Introduction TO OUR PROPOSED DESIGN ECONOMY FRAMEWORK
This strategy aims to embrace all that design is and needs to promote growth and prosperity. The term Design Economy is used to describe the contribution of design across the whole of our economy, society and culture. Design is a powerful tool that can change people’s lives, the businesses and services they use, and the societies and environments in which they live. Specifically, this strategy seeks to target the power of design on five priority areas.
5 DESIGN DIALOGUES FOR POLICY
1. Design and Economic Growth
As a business tool, Design is about creating wealth and enhancing social and cultural wellbeing. Creativity generates ideas and innovation exploits them. Design connects the two, shaping them to suit the needs of customers and users.
2.DESIGN & CULTURE
Design, whether through fashion, games, products or spaces is a powerful way of finding and making meaning and offers distinctive channels to communicate individual and group identity and expression or a sense of place.
3. DESIGN & THE ENVIRONMENT
Design can transform environments, places and spaces with multiple benefits to a wide range of users of, for example: schools, housing, towns, cities and public spaces.
4. Design and Public Services
Design facilitates the development of better and more effective public services and contributes to social innovation, thereby improving the quality of life for all the citizens of Scotland. Design thinking could help ameliorate problems in health, transport and crime.
5. Design and Society
Design as a process can transform public and civic life by tackling social issues; it offers people-centred solutions to complex societal problems. New approaches such as community-centred or eco-centred design herald new ways of enhancing quality of life social well-being.
The Bridge to a Design Policy
Design is coming to the fore in policy terms, particularly in our competitor economies in South East Asia and other nations. Globally, specialist design strategies, promotional centres, biennales, festivals and other initiatives are growing at an exponential rate. In that context Scotland has a distinguished design history and a depth of expertise and capacity to build upon and celebrate in this Year of Architecture, Design and Innovation.
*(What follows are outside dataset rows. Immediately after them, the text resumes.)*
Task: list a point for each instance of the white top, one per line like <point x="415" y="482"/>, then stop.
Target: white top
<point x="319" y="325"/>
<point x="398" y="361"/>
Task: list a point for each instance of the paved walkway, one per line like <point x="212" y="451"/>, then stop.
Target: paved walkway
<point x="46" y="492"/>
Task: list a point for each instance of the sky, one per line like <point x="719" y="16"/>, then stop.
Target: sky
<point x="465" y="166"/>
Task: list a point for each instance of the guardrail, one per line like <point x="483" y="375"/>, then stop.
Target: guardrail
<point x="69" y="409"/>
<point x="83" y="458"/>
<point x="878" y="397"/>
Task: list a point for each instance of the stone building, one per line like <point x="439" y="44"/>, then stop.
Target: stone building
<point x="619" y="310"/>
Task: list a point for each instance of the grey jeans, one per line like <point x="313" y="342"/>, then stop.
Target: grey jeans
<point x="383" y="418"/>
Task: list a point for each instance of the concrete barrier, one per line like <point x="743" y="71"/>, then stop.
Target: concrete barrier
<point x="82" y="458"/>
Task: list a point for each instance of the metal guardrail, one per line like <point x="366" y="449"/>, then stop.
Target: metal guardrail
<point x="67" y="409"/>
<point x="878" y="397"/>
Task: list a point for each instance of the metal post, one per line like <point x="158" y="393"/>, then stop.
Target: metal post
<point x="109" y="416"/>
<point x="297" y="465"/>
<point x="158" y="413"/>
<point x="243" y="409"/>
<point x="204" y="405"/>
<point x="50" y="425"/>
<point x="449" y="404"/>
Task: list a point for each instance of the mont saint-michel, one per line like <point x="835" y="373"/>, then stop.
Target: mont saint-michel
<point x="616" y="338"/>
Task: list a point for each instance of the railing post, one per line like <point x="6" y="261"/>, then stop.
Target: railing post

Scotland needs to draw on its design strengths and fully exploit these as a competitive advantage. Design could make Scotland a leading creative, competitive, and knowledge-based economy. We have lots of small, smart companies, talented individuals, intellectual assets including IP and some large companies in Food and Drink and Oil and Gas which thrive, because they are design-led.
What does design sector need to flourish?
This strategy is the basis of a new design narrative. In order to deliver on its full potential, ranged on the 5 areas above, design in Scotland needs to be highlighted and a language developed that all can understand and share. Ultimately, this might be embodied in a design policy for Scotland led by industry. The following steps are precursor to that policy:
1. Scotland has lacked a coherent voice that speaks for design in all its contemporary diversity. This strategy has brought together the range of designers and design disciplines for the first time. This is the work of OFTDE.
2. Better understanding by business of the strategic benefits of embedding design and creating an environment in which design is seen as an investment. A number of design champions - spokespeople from beyond the sector will be identified to amplify the Power of Design.
3. Support for designers to develop their products and services, scale up and internationalise their work.
4. Continue to encourage the Design Industry to develop the ability to represent itself so that the Design Policy continues to evolve a continually changing business environment.
5. Celebration – stage events that showcase Design in Scotland.
6. Business skills – many design practices are small or even micro businesses. In order to maximise potential, these businesses need the skills to deliver their business plans.